Firekeeper’s Daughter Angeline Boulley

In this YA thriller with a Native teen at its center, Firekeepers Daughters opens upon a small Canadian town over the border from the U.S., embedded with indigenous culture, yet still discriminatory and separate, and above all a small town hiding dark secrets. Daunis, a fierce hockey player, sister and friend, bridges the divide in her own family between white and Anishinaabe kwe (Ojibwe woman). After making tough decisions to choose family over her college careers after a series of tragedies, Daunis finds a bright spot in charming Jaime, a new to town hockey star. All is not as it seems however, when she witnesses a tragic murder, discovers the depth of drug use and trafficking in her town, and reluctantly joins the FBI as an undercover source. 

Drawing on her connections in town and her Ojibwe knowledge, Daunis slowly begins uncovering secrets of the small town, secrets she begins to wish she did not know. But she presses on for the sake of helping her community despite impending danger. As the threats and death count grows, Daunis must dig deep into the heart of what it means to be a strong Anishinaabe kwe and survive, despite all the odds stacked against her.

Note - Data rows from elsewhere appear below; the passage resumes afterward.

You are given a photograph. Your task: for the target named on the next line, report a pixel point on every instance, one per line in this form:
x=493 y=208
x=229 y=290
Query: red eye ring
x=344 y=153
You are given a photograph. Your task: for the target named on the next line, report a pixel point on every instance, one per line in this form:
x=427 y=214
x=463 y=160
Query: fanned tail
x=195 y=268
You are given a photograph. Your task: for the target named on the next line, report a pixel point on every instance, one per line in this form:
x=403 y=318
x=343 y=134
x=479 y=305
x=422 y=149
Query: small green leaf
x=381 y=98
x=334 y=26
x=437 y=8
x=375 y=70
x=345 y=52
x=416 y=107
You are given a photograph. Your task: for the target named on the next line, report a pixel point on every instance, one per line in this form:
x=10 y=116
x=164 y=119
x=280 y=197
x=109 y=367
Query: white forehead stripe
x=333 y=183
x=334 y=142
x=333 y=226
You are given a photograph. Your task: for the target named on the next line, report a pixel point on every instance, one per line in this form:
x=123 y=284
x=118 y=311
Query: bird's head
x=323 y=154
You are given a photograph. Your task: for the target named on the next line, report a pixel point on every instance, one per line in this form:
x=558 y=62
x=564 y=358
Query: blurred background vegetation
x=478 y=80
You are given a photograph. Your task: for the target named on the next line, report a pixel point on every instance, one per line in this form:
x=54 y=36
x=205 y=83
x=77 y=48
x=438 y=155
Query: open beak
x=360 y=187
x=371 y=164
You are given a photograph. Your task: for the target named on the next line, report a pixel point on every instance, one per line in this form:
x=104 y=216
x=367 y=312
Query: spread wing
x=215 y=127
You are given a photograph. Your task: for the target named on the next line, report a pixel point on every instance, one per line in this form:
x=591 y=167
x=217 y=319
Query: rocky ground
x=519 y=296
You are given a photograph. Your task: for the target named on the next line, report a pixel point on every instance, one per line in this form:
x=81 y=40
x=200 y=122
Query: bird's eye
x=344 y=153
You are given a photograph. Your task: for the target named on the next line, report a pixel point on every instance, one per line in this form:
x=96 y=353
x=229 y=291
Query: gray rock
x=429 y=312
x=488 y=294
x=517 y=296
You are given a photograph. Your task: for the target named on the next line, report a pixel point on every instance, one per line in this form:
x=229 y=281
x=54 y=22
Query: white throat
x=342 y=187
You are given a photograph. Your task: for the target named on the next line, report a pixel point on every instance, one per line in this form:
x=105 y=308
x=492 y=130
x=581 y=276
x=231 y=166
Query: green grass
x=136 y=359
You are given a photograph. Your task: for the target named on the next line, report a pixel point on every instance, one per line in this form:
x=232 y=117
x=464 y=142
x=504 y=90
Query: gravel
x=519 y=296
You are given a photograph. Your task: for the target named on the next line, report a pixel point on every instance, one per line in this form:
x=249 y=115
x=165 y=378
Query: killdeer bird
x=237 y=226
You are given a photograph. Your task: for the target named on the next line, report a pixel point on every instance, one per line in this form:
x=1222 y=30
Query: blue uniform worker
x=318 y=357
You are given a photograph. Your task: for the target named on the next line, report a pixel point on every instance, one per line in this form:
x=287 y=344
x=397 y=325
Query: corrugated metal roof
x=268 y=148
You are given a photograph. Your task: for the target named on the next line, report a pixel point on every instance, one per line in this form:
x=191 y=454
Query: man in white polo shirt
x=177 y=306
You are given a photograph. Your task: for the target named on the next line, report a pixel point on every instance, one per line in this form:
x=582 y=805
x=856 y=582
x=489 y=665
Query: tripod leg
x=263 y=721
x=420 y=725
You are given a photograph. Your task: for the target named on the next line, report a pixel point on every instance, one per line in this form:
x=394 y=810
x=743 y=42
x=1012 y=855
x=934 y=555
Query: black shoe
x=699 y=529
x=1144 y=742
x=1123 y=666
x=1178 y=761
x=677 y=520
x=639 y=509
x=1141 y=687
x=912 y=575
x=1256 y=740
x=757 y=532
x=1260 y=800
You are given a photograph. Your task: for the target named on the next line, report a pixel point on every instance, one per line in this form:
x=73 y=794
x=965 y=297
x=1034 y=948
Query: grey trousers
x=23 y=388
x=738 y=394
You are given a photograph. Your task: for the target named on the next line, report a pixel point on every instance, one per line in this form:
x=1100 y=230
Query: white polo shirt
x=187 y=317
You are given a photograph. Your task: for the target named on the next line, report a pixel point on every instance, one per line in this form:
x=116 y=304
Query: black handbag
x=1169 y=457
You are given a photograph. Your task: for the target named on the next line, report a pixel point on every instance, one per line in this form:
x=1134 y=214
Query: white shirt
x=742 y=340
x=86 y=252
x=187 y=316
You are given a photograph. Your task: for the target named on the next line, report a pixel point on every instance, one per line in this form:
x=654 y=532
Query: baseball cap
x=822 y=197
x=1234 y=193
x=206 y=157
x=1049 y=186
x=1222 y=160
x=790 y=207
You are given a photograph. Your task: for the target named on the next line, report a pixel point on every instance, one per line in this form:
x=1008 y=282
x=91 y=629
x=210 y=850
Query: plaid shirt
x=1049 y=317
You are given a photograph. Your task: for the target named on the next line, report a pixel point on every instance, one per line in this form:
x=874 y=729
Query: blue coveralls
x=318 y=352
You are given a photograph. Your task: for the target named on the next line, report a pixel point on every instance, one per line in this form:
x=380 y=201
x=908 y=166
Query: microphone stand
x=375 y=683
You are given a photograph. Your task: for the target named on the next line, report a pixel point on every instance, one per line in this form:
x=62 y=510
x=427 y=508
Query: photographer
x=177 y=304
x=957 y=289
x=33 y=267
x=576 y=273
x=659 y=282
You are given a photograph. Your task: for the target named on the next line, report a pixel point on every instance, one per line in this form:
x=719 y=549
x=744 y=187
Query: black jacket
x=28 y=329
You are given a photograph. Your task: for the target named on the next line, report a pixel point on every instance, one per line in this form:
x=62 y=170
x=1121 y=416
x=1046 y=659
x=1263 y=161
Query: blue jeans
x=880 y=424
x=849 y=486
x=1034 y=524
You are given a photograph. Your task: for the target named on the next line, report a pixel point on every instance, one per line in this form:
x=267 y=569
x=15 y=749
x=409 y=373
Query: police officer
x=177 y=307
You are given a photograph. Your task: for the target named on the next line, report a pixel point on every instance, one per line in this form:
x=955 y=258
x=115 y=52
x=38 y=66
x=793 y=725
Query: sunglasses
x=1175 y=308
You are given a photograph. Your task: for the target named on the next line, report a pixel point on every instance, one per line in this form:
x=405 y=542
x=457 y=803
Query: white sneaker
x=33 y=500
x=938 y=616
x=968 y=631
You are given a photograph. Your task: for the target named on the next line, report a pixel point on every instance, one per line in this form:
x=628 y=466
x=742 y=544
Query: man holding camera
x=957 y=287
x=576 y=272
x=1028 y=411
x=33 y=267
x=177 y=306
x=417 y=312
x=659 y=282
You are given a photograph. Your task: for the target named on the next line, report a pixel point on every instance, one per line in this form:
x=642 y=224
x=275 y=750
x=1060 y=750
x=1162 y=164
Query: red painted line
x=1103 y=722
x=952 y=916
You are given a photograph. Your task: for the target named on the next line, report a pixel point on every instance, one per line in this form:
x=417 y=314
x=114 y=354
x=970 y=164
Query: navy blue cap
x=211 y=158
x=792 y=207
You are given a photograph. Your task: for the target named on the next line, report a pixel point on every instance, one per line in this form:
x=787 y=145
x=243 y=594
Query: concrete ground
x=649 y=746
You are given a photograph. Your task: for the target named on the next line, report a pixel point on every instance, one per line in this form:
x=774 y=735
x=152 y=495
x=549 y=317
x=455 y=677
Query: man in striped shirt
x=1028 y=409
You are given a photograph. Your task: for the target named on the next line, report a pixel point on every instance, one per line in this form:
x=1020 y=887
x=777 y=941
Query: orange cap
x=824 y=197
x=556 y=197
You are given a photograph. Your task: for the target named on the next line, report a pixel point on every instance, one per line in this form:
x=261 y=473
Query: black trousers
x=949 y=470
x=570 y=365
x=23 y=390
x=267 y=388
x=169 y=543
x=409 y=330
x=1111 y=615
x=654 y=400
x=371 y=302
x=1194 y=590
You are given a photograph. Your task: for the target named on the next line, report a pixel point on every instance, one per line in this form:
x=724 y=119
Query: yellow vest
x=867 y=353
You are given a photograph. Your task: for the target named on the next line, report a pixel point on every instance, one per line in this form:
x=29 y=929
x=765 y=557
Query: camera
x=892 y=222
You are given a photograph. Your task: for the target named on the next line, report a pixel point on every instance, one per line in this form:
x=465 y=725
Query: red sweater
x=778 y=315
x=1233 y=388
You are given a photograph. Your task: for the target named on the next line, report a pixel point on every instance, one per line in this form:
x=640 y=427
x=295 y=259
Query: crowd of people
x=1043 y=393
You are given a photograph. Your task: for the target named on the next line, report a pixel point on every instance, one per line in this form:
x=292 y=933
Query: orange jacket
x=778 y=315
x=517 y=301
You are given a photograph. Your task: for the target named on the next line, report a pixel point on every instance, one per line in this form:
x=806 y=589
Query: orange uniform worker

Elatsoe by Darcie Little Badger

The women in Ellie’s (short for Elatsoe)life  have a special power, the ability to raise the ghosts of dead animals. The animals not only come back as ghosts they can see and talk to, but the ghosts can do their bidding as well.   After Ellie’s cousin is killed unexpectedly, he appears to her in a dream.  After the dream, Ellie is positive her cousin didn’t just get in car accident, he was murdered.  With the help of her family and friends, Ellie is determined to get the bottom of what happened to her cousin.  As she starts to put the pieces together, danger creeps closer and closer to Ellie and her family.  Elatsoe, is a great mix of mystery, suspense and Indigenous folklore.


Johnny’s Pheasant

Gorgeous picture book about that moment of contact with wildness that changes us and makes us stewards of the land. Celebrate Johnny’s epiphany and then go have your own. Bendigen (Come in) to the Ojibwe world of this book.